Каждый день радио севшим голосом сообщало, что последний раз подобная температура регистрировалась в тысяча каком-то тараканьем году – чуть ли не в эпоху Петра, если, конечно, тогда производились замеры. Ссылались, естественно, на циклоны, антициклоны и геопатогенные зоны, якобы расположенные под городом. Последнее я вообще считал полным бредом. Тем более что газеты в эти странные дни выходили ломкие, пожелтевшие и не вызывали доверия. Казалось, что время умирало раньше, чем его успевали запечатлеть. Серое, словно из дымного войлока, небо влачилось над городом. Дым из кирпичных труб вытягивался по нему и стекал вниз, к окраинам.
Институт, где я был теперь руководителем группы, пустел на глазах. Все, кто мог, под любыми предлогами или даже совсем без оных уходили в краткосрочные отпуска. Руководство института не возражало. Работать в таких условиях все равно было нельзя. От жары вздувался пузырями линолеум, и в лабораториях стояла вонь горячей резины. Стреляли чернилами авторучки, оставленные на солнце. Вода в стаканах мутнела и выделяла ржавые хлопья. Мухи черными зернами осыпались на подоконник.
Просто нелепо было чего-либо требовать в эти дни. Свою группу, точнее оставшихся от нее двух лаборанток, я отпускал домой уже где-то в двенадцать. Они, наверное, благословляли тот час, когда я стал их начальником. А потом для приличия выжидал немного и уходил сам.
Хлопала тугая дверь. Звенела пружина. Океан белого зноя распахивался передо мной необозримым пространством.

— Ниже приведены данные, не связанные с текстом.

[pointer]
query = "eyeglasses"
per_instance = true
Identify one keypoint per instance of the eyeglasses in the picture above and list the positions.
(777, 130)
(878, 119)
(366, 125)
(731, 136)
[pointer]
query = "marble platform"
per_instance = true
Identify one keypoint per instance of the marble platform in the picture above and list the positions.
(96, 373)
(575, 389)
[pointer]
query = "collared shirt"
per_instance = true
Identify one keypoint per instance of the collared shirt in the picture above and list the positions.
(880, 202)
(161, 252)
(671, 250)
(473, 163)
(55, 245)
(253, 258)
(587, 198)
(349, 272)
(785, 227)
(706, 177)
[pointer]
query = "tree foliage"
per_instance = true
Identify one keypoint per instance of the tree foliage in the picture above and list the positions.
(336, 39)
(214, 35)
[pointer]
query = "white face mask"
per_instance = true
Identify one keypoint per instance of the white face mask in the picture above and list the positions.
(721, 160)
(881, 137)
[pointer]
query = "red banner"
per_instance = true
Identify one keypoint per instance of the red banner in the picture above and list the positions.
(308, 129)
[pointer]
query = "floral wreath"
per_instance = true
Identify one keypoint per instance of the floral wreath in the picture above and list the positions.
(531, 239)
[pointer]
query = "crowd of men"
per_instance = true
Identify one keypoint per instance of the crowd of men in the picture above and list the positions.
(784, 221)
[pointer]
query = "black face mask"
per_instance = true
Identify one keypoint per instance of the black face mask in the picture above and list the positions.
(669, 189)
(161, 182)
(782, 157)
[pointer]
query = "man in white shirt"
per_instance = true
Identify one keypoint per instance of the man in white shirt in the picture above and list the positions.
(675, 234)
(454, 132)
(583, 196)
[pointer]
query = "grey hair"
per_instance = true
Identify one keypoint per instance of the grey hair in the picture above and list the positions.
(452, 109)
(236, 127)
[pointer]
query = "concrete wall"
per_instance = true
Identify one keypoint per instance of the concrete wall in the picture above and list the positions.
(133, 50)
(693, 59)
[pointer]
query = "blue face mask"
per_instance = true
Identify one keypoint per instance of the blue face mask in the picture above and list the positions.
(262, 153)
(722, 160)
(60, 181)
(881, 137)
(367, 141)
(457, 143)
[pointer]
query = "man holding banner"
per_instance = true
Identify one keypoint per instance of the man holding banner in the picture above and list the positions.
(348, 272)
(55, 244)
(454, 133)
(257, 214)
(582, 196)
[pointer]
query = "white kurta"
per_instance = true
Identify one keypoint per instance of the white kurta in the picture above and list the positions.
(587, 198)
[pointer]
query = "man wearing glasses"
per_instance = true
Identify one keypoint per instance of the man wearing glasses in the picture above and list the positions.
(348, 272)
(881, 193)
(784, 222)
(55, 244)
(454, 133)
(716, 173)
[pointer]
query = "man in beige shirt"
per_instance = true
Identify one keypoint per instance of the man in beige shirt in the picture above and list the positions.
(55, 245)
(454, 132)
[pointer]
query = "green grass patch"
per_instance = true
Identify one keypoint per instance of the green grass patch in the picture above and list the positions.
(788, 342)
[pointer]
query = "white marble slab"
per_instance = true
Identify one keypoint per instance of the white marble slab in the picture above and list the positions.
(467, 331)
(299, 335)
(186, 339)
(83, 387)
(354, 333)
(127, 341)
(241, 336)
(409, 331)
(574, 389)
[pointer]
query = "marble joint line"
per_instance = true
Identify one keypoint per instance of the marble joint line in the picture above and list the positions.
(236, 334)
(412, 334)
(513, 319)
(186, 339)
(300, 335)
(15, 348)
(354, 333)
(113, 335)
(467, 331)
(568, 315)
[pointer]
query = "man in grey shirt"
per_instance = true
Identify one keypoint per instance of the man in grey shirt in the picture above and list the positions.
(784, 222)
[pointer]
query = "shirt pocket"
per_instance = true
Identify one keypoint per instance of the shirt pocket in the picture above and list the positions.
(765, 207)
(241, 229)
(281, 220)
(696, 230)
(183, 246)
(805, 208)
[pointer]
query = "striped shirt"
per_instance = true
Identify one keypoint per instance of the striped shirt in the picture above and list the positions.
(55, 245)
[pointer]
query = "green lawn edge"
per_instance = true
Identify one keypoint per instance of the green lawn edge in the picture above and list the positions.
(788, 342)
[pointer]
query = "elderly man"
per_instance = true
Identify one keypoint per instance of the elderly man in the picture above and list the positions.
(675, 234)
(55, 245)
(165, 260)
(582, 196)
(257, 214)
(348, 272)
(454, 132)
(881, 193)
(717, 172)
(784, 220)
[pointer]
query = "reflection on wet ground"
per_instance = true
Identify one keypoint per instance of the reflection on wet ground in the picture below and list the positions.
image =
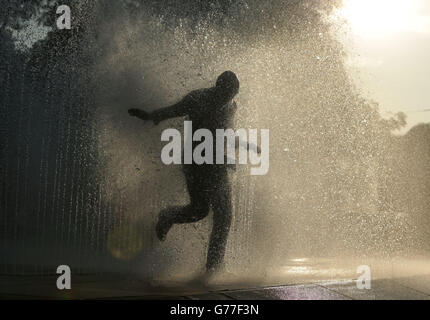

Начинались бесцельные и бессмысленные шатания по всему городу. Я наматывал километры по жарким улицам, где не было ничего, кроме пустоты и света. Пенным прибоем шумела кровь в тесных висках. Блистая, кружились стекла. Зыбкая амальгама солнца испарялась с карнизов. Я пересекал площади, задыхающиеся от одиночества. Как волдырь, сиял надо мной чудовищный купол Исаакиевского собора. Гулкой памятью, эхом винтовок окутывались дома на Гороховой. А зеркальные лики витрин с высокомерием взирали на это странное время. Я проходил мимо дворцов, казалось вылепленных из чистого зноя. За дубовыми рамами, въевшимися в стекло, царила прохлада: озноб нежных люстр, сумрак, золотая пыль коронаций, разноцветный льдистый паркет, выхваченный из небытия переливами дерева. Забытые лица смотрели с темных полотен. Слабо мерцал багет, и, мучаясь, брела через бесконечную анфиладу тень убитого императора.
Я попадал в кривые, расползающиеся, как тараканы, переулки коломенской стороны. Кто-то создал их в бреду и белой горячке, сам, по-видимому, испугался – махнул рукой. Слезились от огня подслеповатые окна. Крыши в хребтах мертвых труб, давясь, натискивались друг на друга. Здесь и воздух был совершенно иной – прошлого века. И какими-то коричневыми подпалинами вылезал сухой мох из подвалов. Проглядывали на мостовой макушки булыжника. Крутилась зеленоватая пыль, возникшая как будто из сновидений. Словно переворачивался циферблат и время текло обратно. Казалось, сейчас, царапнув кирпич, вывернется из безымянной щели бричка, похожая на стоптанную босоножку, длинно скрипнет рессорами, накренится из стороны в сторону и неторопливо загрохочет ободьями по голому камню. Заспанный кучер с соломой в свалявшихся волосах встрепенется и дико поведет вокруг опухшей физиономией. Однако, успокоенный видом серых галок и голубей, рассевшихся где попало, опять уронит голову на колени, покачиваясь в такт каждому шагу своей суставчатой лошади.